Pam gave her a sip of her beer. Cheryl burped. "God, I could go for some glue."

"Do you have any groovy bears?" Pam asked.

"No!" Cheryl grumbled. "I can't believe it! The one time I forget to pack them!"

"Look there's a bar at this joint right?" Pam whispered as the service began. "After this wraps up we can get ripped."

"I guess," Cheryl grumbled. "But I don't want to sit through this. I didn't even want to sit through my parents' funeral."

"You didn't go to your parents' funeral," Pam reminded her.

"Exactly," Cheryl nodded.

"Wait are you saying…?" Pam did a double take.

"Let's just say sometimes I only follow rules when it's convenient for me," Cheryl shrugged. "Besides I really was confused about Ms. Archer's personal leave rules."

An older woman turned around. "Shhh!"

"SHHH yourself bitch!" Pam snapped. The woman was stunned and turned back around.

"Some people are so rude," Cheryl clucked her tongue as she took a sip of Pam's beer.

"I know, right?" Pam nodded.

"Like McDumbass," Cheryl snorted. "He was so lame. Never let me have any fun whenever I went to the office. He wouldn't let me lick any lollipops in the office. Said it wasn't appropriate. Even took one from me."

"That's pretty low to take a lollipop from a little kid," Pam said.

"Actually, I didn't go to my father's office until I was seventeen," Cheryl explained. "And I was licking this lollypop in front of this really cute temp. Gorgeous blue eyes and blond hair…"

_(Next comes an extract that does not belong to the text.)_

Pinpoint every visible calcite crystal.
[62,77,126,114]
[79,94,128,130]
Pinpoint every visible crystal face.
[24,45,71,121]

"Oh, I get it," Pam snickered. "You wanted to show him your candy shop."

"Fat chance with McDumbass," Cheryl grumbled. "He wouldn't let me lick the temp either."

"Well look at it this way," Pam pointed to the table with the urn on it. "He can't do shit now."

"That's true," Cheryl realized something. "In fact…I can do anything I want now."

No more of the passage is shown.